Energy News
China steps up energy conservation but coal still to play key role
Sep 15, 2006, 11:08 GMT
Hamburg - Fast-paced economic growth and criticism by environmental groups has forced China to step up moves to conserve energy, with leading members of the country's power sector laying out plans Thursday to cut consumption.
'Reducing that consumption has become a major issue to resolve in supporting sustainable growth,' Xie Qihua, chief of the Baosteel Group Corporation, the nation's biggest steelmaker, told a major business summit on China in the northern German city of Hamburg.
'As a huge developing country undergoing the process of industrialization and modernization, China is facing an increasingly severe shortage of energy and resources,' she said with her industry's energy consumption representing between 10 and 15 per cent of the national economy's total.
'We need to optimize the protection of the environment,' Zhao Xizheng, president of the China Electric Council told the China- Europe conference, which was organized by the Hamburg Chamber of Commerce.
But despite China's concerns about the environmental fallout from it's rapidly growing energy demand, Zhao made clear that coal will continue to be the foundation of powering its economy.
This despite Beijing's plans to diversify its energy sources away from coal.
'Coal suits China,' said Zhao. 'It suits China where it is in the world economy.'
Officials attending the three-day conference insisted that moves to boost renewable energy sources had been incorporated into China's power policy.
But they expressed doubts about the overall role alternative energy could play in helping the country to meet enormous energy demands.

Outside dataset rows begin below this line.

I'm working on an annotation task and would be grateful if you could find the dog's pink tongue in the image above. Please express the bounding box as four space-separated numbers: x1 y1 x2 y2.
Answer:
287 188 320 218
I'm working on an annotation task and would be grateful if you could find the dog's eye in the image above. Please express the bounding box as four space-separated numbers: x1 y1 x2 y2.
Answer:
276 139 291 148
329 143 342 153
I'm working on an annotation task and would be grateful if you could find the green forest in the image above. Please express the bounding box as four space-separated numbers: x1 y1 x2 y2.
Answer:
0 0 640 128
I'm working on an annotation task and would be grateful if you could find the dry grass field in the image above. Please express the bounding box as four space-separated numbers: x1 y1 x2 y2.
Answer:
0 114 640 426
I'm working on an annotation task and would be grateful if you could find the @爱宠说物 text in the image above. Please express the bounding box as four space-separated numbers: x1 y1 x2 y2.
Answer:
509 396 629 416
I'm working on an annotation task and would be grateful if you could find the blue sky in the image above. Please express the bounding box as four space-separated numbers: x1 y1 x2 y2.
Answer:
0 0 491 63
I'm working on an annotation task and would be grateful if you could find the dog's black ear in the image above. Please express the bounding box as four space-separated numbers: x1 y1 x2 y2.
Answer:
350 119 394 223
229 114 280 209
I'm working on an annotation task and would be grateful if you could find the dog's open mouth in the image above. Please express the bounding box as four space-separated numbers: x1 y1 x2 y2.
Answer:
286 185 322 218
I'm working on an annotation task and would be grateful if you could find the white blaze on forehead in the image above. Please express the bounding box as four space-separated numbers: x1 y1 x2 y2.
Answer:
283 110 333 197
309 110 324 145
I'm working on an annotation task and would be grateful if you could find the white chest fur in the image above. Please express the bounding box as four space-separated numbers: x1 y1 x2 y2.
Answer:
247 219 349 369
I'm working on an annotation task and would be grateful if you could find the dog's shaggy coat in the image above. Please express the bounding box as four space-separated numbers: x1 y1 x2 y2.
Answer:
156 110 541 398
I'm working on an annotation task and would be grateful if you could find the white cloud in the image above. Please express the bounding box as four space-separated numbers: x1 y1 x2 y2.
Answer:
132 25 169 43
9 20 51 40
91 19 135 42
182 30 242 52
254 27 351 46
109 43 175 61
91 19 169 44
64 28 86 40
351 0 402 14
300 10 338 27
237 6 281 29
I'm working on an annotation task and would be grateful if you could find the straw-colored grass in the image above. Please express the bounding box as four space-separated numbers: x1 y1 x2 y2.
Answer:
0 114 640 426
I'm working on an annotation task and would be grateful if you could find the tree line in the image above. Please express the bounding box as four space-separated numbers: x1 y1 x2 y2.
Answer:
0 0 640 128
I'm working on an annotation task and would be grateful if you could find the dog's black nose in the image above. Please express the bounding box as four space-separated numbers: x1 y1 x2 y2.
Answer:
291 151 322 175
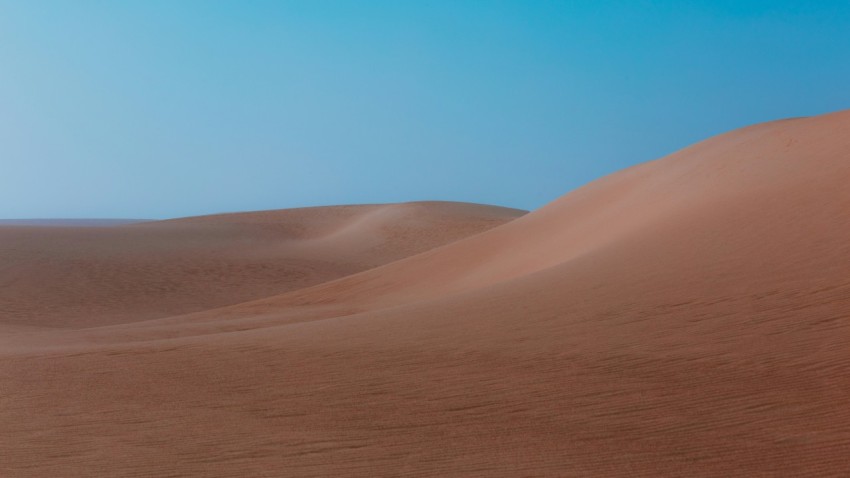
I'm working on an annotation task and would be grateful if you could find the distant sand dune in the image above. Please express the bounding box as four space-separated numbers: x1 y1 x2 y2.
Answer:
0 112 850 477
0 202 521 327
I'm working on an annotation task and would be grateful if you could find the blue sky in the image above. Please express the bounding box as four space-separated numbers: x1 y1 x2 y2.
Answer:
0 0 850 218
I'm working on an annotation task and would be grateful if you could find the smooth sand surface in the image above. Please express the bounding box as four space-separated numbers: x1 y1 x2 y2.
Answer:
0 112 850 477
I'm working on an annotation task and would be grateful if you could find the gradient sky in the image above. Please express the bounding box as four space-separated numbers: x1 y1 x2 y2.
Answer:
0 0 850 218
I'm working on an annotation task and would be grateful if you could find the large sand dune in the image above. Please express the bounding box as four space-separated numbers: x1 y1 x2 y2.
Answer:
0 112 850 477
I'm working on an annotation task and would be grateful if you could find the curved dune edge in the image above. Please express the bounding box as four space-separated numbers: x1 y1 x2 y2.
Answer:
0 202 523 328
0 112 850 477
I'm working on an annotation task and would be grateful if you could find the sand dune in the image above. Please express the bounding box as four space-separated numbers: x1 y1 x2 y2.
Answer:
0 112 850 477
0 202 521 327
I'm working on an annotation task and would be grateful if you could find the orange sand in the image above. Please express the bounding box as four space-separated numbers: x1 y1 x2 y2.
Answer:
0 112 850 477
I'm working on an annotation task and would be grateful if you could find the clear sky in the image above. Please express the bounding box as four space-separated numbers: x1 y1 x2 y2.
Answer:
0 0 850 218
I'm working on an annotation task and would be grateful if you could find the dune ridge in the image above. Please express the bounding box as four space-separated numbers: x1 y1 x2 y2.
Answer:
0 111 850 477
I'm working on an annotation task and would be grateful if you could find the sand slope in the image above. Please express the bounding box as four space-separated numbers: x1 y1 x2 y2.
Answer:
0 202 521 327
0 112 850 477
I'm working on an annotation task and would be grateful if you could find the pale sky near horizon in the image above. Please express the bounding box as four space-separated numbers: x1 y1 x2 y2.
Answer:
0 0 850 218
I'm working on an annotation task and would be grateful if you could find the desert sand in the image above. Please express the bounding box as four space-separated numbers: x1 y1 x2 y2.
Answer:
0 112 850 477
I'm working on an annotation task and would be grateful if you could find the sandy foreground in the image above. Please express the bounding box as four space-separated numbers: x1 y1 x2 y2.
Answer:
0 112 850 477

'Wind energy is a growing part of the power sector,' Zhao told the conference. 'But it has its weakness,' he said. 'The total capacity is small.
'For wind to be important it needs to be backed up by the development of nuclear power,' he said.
In the meantime, Chinese energy officials are battling to meet Beijing's demands that energy consumption needs to be curtailed before the nation's economic growth suffers.
'This is a serious issue for the iron and steel industry,' said Xie with her industry faced with having to meet a series of tough targets in cutting its high energy consumption, which in addition to iron and steel includes water.
She said that her company had made progress in cutting its power consumption. 'But there is still a long way to go before we reach the targets,' she told the conference. 'This is a serious task.'
Xie said that five per cent of her company's investment had been earmarked for helping to develop ways of conserving energy. But she added, 'more needs to be done.'
The Baosteel Group chief said that her company already manufactures energy-saving products and had introduced new furnace with an energy-conserving technology.